As the days go on, expect to see more anecdotal evidence like this:

The government's role in all of this has always been more limited than either the bureaucrats drafting stay-at-home orders imagine or the protesters shouting about tyranny fear. Since forcibly quarantining 330 million people was never really possible, the lockdowns that have wrecked the economy and slowed the spread of COVID-19 over the past two months were ultimately based on voluntary compliance.

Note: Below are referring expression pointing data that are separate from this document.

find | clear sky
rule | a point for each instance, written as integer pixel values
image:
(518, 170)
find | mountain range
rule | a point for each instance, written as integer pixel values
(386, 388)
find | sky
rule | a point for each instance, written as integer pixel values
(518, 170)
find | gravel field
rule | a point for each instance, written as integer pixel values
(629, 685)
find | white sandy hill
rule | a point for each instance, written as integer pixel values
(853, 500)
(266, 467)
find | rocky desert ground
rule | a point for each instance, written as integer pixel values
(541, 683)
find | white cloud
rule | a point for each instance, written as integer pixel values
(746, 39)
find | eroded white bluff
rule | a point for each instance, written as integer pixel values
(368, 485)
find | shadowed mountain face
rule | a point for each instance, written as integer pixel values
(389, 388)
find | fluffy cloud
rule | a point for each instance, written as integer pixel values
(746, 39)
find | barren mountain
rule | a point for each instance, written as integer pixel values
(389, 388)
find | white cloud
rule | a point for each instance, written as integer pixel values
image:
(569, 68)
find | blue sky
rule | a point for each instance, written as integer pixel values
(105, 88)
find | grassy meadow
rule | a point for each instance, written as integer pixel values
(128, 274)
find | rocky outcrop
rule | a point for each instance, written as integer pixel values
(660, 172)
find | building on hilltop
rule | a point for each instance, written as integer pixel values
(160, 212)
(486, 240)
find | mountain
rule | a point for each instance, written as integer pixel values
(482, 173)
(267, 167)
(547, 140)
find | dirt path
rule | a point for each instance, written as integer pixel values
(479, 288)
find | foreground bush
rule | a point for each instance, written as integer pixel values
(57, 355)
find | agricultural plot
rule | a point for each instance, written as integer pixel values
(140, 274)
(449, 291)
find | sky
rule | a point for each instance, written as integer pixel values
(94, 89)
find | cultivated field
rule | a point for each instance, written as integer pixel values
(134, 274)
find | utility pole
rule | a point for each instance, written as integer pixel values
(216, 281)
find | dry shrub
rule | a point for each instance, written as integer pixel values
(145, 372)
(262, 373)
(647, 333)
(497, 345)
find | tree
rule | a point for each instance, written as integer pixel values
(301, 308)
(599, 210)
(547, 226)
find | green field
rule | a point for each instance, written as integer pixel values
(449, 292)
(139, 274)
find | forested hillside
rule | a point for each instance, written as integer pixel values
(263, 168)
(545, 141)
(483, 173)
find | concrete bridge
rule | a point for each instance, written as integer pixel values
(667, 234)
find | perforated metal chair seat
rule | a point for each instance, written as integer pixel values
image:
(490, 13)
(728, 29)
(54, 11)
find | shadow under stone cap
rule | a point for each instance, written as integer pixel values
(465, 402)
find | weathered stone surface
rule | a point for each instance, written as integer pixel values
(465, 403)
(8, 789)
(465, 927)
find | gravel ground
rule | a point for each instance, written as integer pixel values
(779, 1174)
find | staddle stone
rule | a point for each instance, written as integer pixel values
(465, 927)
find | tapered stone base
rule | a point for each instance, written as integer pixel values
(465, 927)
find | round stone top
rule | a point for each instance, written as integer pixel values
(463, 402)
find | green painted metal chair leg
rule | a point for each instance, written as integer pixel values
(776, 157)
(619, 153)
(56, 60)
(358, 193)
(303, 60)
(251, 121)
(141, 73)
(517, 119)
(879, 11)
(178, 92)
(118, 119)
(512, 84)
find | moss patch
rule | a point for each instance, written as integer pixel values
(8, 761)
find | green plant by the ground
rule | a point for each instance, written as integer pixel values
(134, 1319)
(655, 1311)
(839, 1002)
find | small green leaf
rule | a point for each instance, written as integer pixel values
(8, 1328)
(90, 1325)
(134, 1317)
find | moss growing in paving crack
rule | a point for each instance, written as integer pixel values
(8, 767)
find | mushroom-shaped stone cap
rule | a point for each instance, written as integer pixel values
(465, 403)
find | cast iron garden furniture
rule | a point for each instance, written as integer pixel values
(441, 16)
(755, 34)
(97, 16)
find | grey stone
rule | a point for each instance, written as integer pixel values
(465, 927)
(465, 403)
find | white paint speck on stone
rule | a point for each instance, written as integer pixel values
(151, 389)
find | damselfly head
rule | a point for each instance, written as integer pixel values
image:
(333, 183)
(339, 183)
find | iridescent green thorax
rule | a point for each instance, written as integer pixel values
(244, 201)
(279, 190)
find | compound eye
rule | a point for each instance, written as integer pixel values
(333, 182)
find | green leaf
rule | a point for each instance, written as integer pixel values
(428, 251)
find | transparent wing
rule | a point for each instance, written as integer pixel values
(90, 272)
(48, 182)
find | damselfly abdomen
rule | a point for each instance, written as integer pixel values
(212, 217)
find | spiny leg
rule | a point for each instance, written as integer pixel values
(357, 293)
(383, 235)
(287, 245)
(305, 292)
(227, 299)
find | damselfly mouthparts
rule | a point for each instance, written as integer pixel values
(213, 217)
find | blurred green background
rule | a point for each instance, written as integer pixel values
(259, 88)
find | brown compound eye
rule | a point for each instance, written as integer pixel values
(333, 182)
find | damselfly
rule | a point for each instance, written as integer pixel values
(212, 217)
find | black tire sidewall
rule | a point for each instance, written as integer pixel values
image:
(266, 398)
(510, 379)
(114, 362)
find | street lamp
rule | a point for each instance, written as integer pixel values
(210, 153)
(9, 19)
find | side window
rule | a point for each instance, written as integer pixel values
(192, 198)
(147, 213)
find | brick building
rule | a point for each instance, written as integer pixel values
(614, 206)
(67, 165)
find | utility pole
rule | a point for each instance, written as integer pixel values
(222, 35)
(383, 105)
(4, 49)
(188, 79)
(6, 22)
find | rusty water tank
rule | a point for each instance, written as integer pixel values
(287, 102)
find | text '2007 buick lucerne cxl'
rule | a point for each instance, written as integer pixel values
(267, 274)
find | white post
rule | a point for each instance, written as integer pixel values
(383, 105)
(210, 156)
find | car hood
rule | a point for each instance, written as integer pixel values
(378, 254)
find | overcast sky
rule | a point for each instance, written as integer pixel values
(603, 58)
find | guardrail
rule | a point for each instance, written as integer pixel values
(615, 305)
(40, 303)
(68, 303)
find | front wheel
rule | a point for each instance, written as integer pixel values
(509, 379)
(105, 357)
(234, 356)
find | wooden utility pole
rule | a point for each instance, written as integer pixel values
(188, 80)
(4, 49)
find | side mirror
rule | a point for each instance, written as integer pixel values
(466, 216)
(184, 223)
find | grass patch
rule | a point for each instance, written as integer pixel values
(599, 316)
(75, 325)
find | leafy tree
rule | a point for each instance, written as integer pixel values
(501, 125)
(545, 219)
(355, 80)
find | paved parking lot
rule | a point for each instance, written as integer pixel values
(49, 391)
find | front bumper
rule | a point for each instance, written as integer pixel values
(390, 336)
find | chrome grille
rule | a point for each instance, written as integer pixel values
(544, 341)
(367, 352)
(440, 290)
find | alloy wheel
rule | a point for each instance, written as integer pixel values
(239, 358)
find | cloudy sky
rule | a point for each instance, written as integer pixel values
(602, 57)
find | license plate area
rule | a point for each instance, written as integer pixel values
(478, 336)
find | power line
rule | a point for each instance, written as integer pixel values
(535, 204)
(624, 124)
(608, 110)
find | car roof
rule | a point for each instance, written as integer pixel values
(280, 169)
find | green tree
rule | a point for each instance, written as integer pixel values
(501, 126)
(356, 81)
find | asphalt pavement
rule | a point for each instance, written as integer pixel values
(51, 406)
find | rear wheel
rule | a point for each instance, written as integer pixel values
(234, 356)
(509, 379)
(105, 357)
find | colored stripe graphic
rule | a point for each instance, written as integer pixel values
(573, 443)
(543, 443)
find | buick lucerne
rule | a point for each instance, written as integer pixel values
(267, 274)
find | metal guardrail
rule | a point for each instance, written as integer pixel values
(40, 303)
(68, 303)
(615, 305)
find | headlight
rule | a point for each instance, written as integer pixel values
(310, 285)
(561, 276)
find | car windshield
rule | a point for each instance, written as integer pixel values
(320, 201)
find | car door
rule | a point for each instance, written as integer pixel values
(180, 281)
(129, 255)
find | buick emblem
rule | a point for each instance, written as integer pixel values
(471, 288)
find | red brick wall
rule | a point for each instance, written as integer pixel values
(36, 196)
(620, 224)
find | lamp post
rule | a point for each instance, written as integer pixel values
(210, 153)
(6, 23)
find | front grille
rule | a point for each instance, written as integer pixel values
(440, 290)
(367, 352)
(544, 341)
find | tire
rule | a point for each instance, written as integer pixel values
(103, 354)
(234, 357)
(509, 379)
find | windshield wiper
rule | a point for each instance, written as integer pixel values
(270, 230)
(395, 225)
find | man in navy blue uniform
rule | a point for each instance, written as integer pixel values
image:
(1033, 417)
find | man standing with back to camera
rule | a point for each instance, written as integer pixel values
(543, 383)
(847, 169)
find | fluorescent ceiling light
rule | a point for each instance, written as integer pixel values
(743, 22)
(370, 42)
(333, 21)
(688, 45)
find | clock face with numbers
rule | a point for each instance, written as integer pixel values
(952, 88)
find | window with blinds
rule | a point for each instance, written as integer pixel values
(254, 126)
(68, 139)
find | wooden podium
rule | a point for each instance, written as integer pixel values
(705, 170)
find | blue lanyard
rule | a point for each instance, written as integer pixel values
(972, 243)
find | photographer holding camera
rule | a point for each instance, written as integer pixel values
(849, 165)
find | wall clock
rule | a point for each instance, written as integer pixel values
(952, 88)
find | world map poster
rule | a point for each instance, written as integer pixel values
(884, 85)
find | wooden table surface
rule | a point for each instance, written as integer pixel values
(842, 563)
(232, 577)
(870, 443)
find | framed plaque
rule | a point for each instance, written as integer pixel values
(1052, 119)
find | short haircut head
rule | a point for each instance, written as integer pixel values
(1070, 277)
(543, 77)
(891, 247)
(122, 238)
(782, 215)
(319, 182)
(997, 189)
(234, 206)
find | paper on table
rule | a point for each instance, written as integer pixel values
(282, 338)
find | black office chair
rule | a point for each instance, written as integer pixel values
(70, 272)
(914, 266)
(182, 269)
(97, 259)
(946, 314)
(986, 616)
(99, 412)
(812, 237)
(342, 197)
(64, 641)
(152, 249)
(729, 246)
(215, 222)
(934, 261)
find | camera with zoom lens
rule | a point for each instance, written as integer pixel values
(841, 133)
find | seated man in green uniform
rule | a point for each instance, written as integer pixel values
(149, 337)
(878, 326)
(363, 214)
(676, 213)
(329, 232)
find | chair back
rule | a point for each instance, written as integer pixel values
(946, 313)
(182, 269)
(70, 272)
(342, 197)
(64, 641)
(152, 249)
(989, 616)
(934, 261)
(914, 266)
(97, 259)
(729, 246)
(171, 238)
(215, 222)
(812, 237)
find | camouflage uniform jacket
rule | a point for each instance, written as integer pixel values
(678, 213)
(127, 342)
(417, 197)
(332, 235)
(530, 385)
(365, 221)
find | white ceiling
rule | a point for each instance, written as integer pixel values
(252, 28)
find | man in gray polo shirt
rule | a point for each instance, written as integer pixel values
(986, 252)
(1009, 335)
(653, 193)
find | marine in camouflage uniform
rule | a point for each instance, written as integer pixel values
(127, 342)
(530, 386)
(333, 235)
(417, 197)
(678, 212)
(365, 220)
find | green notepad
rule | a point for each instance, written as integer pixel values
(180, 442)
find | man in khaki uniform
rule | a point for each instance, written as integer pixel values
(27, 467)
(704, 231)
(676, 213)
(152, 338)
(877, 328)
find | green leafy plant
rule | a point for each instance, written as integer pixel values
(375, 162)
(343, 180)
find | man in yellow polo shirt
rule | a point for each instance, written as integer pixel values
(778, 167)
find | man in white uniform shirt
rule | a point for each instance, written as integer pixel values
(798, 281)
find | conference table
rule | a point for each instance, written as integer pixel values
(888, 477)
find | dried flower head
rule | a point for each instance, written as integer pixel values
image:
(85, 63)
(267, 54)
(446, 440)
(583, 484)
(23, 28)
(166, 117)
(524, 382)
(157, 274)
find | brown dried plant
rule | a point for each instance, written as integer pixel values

Don't get me wrong: There's been plenty of heavy-handed enforcement—in New York, in California, in Wisconsin, and in plenty of other places. But it's been ineffectual and perhaps even counterproductive, given that cops who get close enough to issue a citation or make an arrest are hardly practicing social distancing. (Imagine what a public health disaster it might be if they were somehow capable of detaining or fining everyone who broke quarantine.) It certainly isn't the reason people have been practicing social distancing. Research from FiveThirtyEight has shown pretty conclusively that most state-level stay-at-home orders came days or even weeks after most Americans were already staying home.

That remains true in places where governments are fighting to maintain lockdowns as compliance frays—like in Pennsylvania, where Gov. Tom Wolf has threatened businesses with the loss of their licenses if they go along with county-level reopening plans that move faster than his state-issued directives. And it remains true in places where lockdowns have already been lifted: In Georgia, restaurant reservations are still 90 percent lower than they were at this same time last year, according to data from OpenTable, even though Gov. Brian Kemp has lifted the lockdown.

The biggest benefit that comes from lifting stay-at-home orders is an end to the charade that such lockdowns can be enforced. Kemp didn't "reopen" Georgia. All he did was give people consumers and businesses permission to choose their own acceptable levels of risk—something they're doing anyway in every state.

Governments at all levels should continue to provide accurate information about what's relatively safe (like going to the beach or drinking outside) and what isn't (like getting together in big groups or using public transportation). But enforcement should be reserved for where it can actually work. An official order closing stadiums and the like seems reasonable. Jailing salon owners does not.